Lately the Wheel of Fortune television game show has been featuring follow-ups with some of their big-money winners. Almost all of them say their winnings were “life-changing.” Some insurance company ads, and their opponents the personal injury lawyers, also describe large settlements as “life-changing.” If this is true, then something may be wrong with their life.
Such events may certainly change the situation of your life. They may make it easier to buy a house or a new car. They may even take someone from homelessness to a permanent home. But those are just situational changes. If they actually change the way you live your life, then you have problems with priorities.
Therefore I say unto you, Take no thought for your life, what ye shall eat, or what ye shall drink; nor yet for your body, what ye shall put on. Is not the life more than meat, and the body than raiment? Behold the fowls of the air: for they sow not, neither do they reap, nor gather into barns; yet your heavenly Father feedeth them. Are ye not much better than they? Which of you by taking thought can add one cubit unto his stature? And why take ye thought for raiment? Consider the lilies of the field, how they grow; they toil not, neither do they spin: And yet I say unto you, That even Solomon in all his glory was not arrayed like one of these. Wherefore, if God so clothe the grass of the field, which to day is, and to morrow is cast into the oven, shall he not much more clothe you, O ye of little faith? (Matt 6:25-30)Jesus says that circumstances are not your life. What you do is not who you are. You may work as a secretary or a mechanic or a burger-flipper, but that is not who you are. You may have fifty pairs of shoes in your closet, or just the ones on your feet; that is not who you are. You may even preach for the largest congregation in the world, but that is not who you are.
What do you do with the much or little you have? How do you treat people? How do you treat family? That is who you are.
Paul believed that changing your circumstances would not change who you are. If you got rich and used your money for selfish or evil things, then you remain selfish and evil. This is essentially what he told the Galatians.
Be not deceived; God is not mocked: for whatsoever a man soweth, that shall he also reap. For he that soweth to his flesh shall of the flesh reap corruption; but he that soweth to the Spirit shall of the Spirit reap life everlasting. And let us not be weary in well doing: for in due season we shall reap, if we faint not. As we have therefore opportunity, let us do good unto all men, especially unto them who are of the household of faith. (Gal 6:7-10)What, then, is truly life-changing? Only obediently trusting Christ changes lives. All have been enslaved by sin. Our lives have been defined by sin. We have been sinners. It was not just what we do, but who we are.

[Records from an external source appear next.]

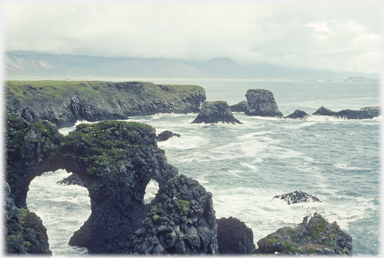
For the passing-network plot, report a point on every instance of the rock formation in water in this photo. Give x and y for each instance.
(234, 237)
(298, 114)
(73, 179)
(363, 113)
(163, 136)
(297, 197)
(25, 233)
(65, 102)
(315, 235)
(239, 107)
(181, 221)
(214, 112)
(261, 103)
(31, 151)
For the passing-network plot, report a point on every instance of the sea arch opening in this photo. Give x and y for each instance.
(62, 208)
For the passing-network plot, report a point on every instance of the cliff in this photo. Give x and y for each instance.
(64, 102)
(214, 112)
(261, 103)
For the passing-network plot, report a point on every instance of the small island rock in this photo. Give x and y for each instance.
(239, 107)
(261, 103)
(214, 112)
(315, 235)
(165, 136)
(297, 197)
(298, 114)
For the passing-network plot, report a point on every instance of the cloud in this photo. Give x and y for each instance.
(278, 34)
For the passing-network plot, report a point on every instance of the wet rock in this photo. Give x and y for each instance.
(73, 179)
(234, 237)
(214, 112)
(314, 236)
(297, 197)
(163, 136)
(239, 107)
(181, 221)
(298, 114)
(262, 103)
(25, 233)
(363, 113)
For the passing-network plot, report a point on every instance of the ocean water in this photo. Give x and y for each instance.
(244, 166)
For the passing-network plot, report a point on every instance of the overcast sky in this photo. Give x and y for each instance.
(336, 37)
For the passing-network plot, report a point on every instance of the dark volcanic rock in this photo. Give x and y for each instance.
(31, 151)
(315, 235)
(373, 111)
(116, 160)
(234, 237)
(73, 179)
(214, 112)
(261, 103)
(25, 232)
(322, 111)
(298, 114)
(297, 197)
(363, 113)
(165, 136)
(239, 107)
(181, 220)
(64, 103)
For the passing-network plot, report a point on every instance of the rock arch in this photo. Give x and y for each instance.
(116, 160)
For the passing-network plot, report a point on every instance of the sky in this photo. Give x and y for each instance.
(332, 36)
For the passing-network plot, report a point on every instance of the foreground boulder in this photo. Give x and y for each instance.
(315, 235)
(297, 197)
(163, 136)
(298, 114)
(181, 221)
(234, 237)
(25, 232)
(363, 113)
(214, 112)
(261, 103)
(239, 107)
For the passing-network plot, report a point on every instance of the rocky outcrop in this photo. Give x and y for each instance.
(163, 136)
(234, 237)
(298, 114)
(363, 113)
(297, 197)
(261, 103)
(31, 151)
(239, 107)
(25, 233)
(65, 102)
(181, 221)
(73, 179)
(214, 112)
(315, 235)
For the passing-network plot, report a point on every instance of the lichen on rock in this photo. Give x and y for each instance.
(181, 221)
(315, 235)
(261, 103)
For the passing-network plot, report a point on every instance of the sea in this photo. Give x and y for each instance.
(245, 165)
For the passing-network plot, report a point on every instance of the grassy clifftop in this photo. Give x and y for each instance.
(57, 90)
(65, 102)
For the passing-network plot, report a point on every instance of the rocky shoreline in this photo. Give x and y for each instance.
(115, 160)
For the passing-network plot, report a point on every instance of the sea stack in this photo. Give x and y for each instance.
(261, 103)
(214, 112)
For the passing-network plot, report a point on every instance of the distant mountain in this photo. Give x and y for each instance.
(29, 64)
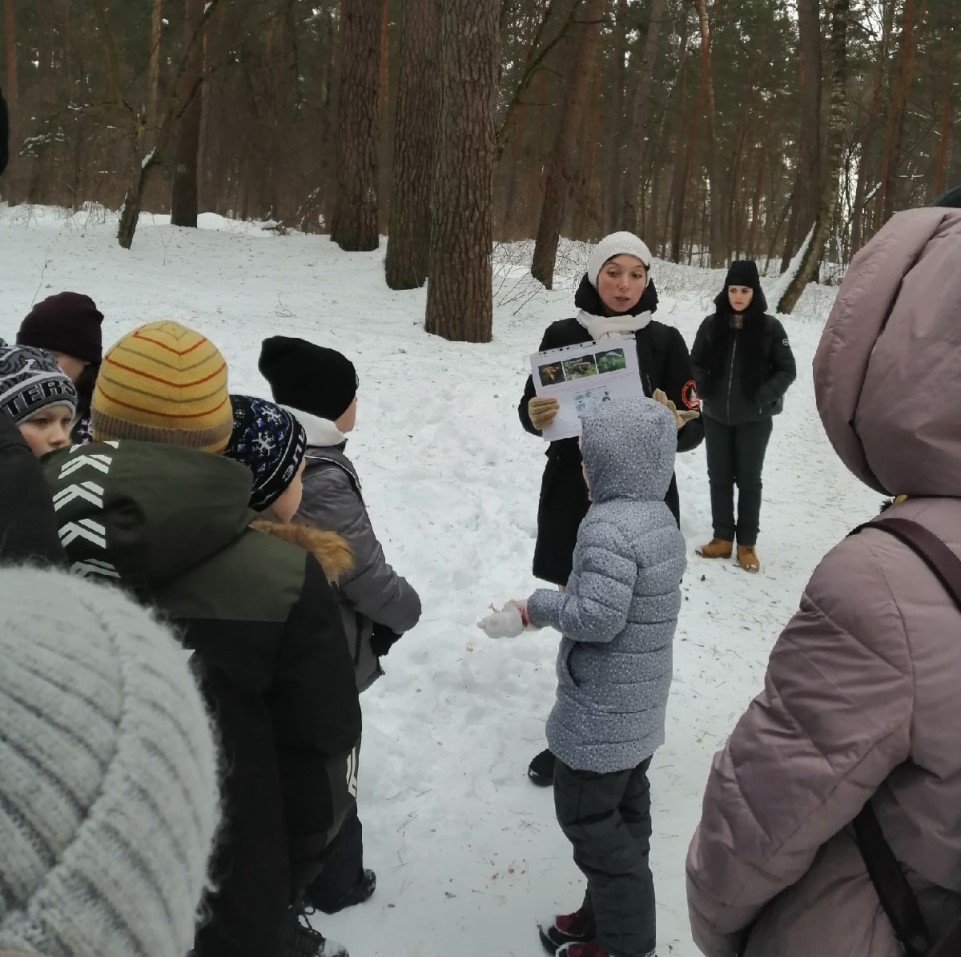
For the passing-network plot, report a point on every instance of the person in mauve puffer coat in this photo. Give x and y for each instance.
(860, 697)
(614, 667)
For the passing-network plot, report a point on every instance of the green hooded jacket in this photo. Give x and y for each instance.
(171, 525)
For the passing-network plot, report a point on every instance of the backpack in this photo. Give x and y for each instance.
(892, 887)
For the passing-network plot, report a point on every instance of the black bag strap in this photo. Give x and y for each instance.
(892, 887)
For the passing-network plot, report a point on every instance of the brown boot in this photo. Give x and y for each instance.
(716, 548)
(747, 558)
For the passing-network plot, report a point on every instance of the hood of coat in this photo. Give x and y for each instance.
(628, 447)
(329, 548)
(886, 371)
(146, 512)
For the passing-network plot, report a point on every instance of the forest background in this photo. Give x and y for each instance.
(776, 130)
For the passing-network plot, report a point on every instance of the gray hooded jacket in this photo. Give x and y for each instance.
(371, 592)
(620, 608)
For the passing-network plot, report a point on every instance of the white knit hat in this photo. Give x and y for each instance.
(616, 244)
(108, 774)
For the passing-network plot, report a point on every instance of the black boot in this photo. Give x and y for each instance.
(541, 769)
(362, 891)
(301, 940)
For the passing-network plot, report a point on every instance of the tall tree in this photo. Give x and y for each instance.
(408, 243)
(807, 191)
(867, 138)
(631, 213)
(897, 109)
(459, 294)
(613, 206)
(354, 225)
(810, 260)
(716, 222)
(153, 64)
(10, 27)
(183, 198)
(560, 172)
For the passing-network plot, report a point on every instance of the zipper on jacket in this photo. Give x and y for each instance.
(730, 378)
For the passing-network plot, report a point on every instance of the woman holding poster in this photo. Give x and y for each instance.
(615, 300)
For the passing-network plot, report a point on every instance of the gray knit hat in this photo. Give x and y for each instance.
(108, 801)
(616, 244)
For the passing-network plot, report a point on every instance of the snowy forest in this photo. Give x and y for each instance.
(714, 129)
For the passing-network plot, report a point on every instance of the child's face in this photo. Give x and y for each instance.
(285, 508)
(348, 418)
(48, 430)
(621, 283)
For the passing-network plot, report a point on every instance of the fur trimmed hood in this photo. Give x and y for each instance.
(329, 548)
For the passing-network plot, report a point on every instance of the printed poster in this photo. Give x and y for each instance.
(583, 376)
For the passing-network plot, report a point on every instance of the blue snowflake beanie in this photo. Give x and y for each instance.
(270, 442)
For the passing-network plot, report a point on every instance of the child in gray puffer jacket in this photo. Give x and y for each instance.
(617, 617)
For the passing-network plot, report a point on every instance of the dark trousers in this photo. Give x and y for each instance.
(342, 865)
(607, 819)
(735, 456)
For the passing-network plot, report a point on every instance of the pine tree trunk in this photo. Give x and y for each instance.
(947, 103)
(716, 204)
(867, 140)
(560, 163)
(807, 271)
(408, 243)
(613, 202)
(887, 196)
(10, 28)
(459, 294)
(631, 215)
(153, 65)
(354, 225)
(183, 197)
(808, 195)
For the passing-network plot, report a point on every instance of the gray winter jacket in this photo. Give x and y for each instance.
(620, 608)
(372, 591)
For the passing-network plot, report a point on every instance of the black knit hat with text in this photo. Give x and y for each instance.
(308, 377)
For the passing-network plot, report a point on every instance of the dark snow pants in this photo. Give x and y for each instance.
(607, 818)
(342, 865)
(735, 456)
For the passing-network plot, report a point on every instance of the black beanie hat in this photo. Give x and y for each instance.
(270, 442)
(743, 272)
(308, 377)
(68, 322)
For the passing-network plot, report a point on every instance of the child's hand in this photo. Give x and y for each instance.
(680, 418)
(509, 622)
(542, 411)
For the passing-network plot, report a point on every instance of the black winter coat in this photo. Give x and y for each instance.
(664, 363)
(28, 526)
(270, 652)
(749, 381)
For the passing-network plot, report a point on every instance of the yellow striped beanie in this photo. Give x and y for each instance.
(163, 383)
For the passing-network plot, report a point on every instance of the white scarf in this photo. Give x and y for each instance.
(321, 433)
(612, 327)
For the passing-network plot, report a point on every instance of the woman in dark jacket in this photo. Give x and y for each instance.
(616, 298)
(743, 365)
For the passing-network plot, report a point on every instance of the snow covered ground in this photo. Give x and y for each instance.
(467, 851)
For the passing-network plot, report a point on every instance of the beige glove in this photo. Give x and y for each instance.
(542, 410)
(680, 418)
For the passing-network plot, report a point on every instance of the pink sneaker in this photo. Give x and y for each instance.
(565, 929)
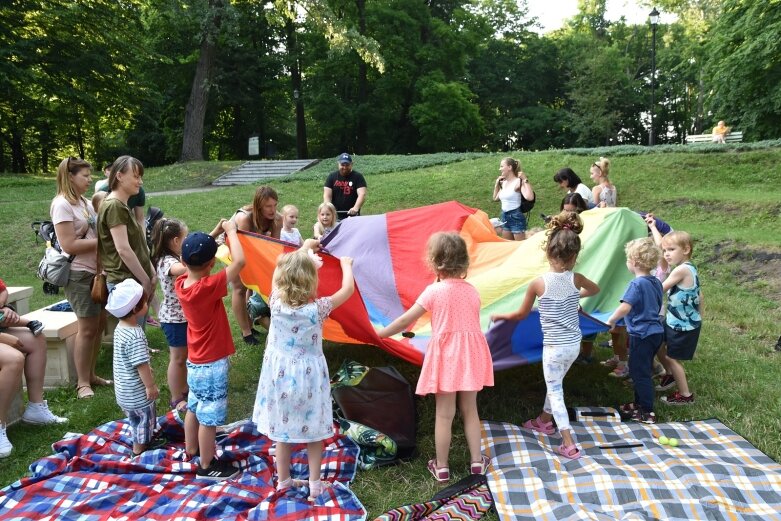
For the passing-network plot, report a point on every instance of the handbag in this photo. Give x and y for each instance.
(55, 267)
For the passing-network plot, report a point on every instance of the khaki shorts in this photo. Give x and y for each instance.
(78, 291)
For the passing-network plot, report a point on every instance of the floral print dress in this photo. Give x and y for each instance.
(293, 401)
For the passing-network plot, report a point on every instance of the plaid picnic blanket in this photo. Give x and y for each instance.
(713, 474)
(95, 477)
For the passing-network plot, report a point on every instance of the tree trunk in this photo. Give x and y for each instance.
(195, 112)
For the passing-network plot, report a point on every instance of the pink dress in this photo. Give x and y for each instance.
(457, 357)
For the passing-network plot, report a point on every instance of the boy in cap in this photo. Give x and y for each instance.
(345, 188)
(134, 385)
(209, 344)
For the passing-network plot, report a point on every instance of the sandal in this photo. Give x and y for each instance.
(441, 474)
(539, 426)
(84, 391)
(569, 451)
(481, 466)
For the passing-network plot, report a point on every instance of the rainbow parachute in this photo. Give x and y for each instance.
(391, 272)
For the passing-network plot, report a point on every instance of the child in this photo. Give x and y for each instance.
(134, 385)
(289, 231)
(326, 220)
(209, 344)
(683, 321)
(458, 362)
(640, 305)
(293, 402)
(559, 292)
(604, 192)
(167, 238)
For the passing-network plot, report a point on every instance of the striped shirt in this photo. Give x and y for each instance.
(558, 308)
(130, 350)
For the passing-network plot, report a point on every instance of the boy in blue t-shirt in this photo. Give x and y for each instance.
(640, 306)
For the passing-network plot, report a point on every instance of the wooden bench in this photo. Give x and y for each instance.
(19, 296)
(732, 137)
(60, 328)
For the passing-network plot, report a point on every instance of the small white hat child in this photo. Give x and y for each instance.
(124, 297)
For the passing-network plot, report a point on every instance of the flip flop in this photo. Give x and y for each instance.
(569, 451)
(441, 474)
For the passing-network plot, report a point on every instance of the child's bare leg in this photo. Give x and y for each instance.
(191, 433)
(443, 425)
(282, 460)
(467, 404)
(206, 436)
(314, 452)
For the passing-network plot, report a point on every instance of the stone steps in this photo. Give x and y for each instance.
(253, 171)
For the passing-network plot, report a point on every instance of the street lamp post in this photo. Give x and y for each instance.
(654, 17)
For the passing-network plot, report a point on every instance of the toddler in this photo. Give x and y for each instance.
(167, 238)
(134, 385)
(326, 220)
(640, 305)
(559, 292)
(293, 402)
(209, 344)
(457, 363)
(289, 231)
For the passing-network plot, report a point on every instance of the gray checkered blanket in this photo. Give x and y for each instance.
(625, 473)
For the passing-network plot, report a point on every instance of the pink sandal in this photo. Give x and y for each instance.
(569, 451)
(539, 426)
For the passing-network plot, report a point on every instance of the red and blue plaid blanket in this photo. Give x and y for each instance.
(95, 477)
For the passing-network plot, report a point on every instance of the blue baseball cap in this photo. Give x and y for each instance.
(344, 158)
(198, 248)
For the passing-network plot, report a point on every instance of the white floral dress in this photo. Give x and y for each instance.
(293, 401)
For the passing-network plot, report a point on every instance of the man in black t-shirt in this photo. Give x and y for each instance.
(345, 188)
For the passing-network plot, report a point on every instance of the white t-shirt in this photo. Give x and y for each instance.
(83, 217)
(509, 196)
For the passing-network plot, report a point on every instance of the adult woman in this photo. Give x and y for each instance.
(512, 187)
(121, 239)
(604, 192)
(74, 222)
(569, 180)
(21, 351)
(259, 217)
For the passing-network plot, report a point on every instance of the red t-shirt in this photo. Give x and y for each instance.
(208, 331)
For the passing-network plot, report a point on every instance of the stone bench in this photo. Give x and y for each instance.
(60, 329)
(732, 137)
(19, 296)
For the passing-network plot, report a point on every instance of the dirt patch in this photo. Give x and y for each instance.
(753, 264)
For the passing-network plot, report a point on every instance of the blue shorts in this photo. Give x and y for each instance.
(208, 398)
(514, 221)
(142, 422)
(175, 333)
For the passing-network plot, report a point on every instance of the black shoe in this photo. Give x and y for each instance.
(251, 340)
(217, 471)
(36, 327)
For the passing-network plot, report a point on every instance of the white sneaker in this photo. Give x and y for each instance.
(39, 414)
(5, 445)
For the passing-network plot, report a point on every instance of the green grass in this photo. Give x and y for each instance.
(729, 201)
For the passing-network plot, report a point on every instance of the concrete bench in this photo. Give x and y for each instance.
(19, 296)
(60, 328)
(732, 137)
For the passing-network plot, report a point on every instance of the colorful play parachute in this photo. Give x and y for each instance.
(391, 272)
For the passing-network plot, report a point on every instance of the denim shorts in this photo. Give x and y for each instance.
(142, 422)
(208, 397)
(175, 333)
(514, 221)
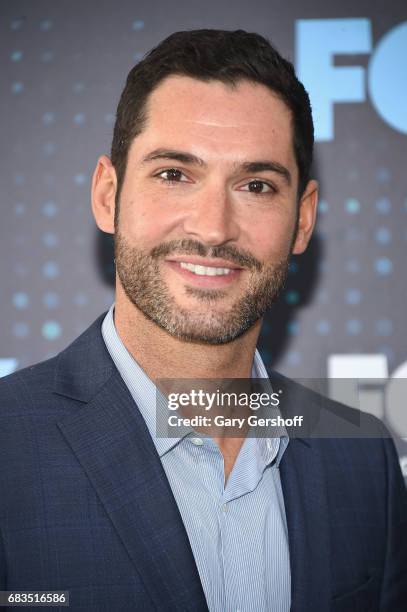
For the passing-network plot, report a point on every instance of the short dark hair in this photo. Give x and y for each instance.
(213, 55)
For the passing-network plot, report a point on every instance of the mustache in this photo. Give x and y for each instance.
(239, 257)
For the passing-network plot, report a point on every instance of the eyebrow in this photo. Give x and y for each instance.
(252, 167)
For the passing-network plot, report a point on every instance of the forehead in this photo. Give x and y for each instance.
(216, 119)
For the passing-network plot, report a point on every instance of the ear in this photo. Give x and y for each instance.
(104, 187)
(307, 215)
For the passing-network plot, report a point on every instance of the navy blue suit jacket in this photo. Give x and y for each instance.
(85, 505)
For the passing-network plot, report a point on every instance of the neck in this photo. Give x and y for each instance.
(162, 355)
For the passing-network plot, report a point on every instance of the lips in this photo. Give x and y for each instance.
(205, 275)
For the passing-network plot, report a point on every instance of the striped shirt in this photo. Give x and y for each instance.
(238, 532)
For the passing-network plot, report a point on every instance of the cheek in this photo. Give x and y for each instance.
(271, 238)
(144, 220)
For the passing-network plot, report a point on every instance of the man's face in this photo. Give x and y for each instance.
(208, 208)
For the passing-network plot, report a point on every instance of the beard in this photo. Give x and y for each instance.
(139, 274)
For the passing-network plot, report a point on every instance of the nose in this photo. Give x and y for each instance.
(211, 218)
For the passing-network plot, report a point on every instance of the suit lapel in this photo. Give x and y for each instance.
(306, 507)
(110, 439)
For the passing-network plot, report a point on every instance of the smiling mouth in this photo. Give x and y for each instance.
(205, 275)
(205, 270)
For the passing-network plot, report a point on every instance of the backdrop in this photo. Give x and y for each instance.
(63, 66)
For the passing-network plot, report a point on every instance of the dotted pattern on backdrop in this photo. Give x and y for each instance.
(59, 99)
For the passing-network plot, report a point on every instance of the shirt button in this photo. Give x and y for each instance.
(197, 441)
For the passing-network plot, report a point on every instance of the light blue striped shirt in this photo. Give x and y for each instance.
(237, 532)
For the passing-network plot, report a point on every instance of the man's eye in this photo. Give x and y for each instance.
(257, 186)
(171, 175)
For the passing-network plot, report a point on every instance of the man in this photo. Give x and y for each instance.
(208, 194)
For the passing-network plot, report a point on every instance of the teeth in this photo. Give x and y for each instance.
(204, 270)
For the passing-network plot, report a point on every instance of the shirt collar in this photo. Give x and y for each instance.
(144, 392)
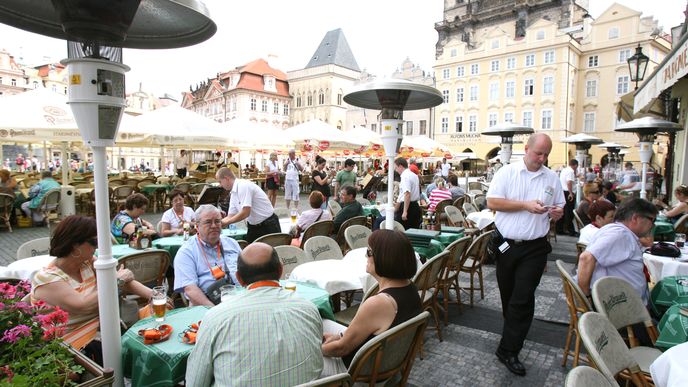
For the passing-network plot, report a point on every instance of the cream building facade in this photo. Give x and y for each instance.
(553, 70)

Know ye not that the unrighteous shall not inherit the kingdom of God? Be not deceived: neither fornicators, nor idolaters, nor adulterers, nor effeminate, nor homosexuals, Nor thieves, nor covetous, nor drunkards, nor revilers, nor extortioners, shall inherit the kingdom of God. And such were some of you: but ye are washed, but ye are sanctified, but ye are justified in the name of the Lord Jesus, and by the Spirit of our God. (1 Cor 6:9-11)You were that kind of person. You are not now, because you have been sanctified. If you were that way but are not now, what made the difference? You were born, or can be born, into a new life. Romans 6 describes the process. It is the same as physical death, but on a higher level. One dies to the old life of sin, one is buried by immersion in water, one is resurrected a new life.
Therefore we are buried with him by baptism into death: that like as Christ was raised up from the dead by the glory of the Father, even so we also should walk in newness of life. (Rom 6:4)Money is never life-changing; it can only be circumstance-changing. Christ is the real life-changer.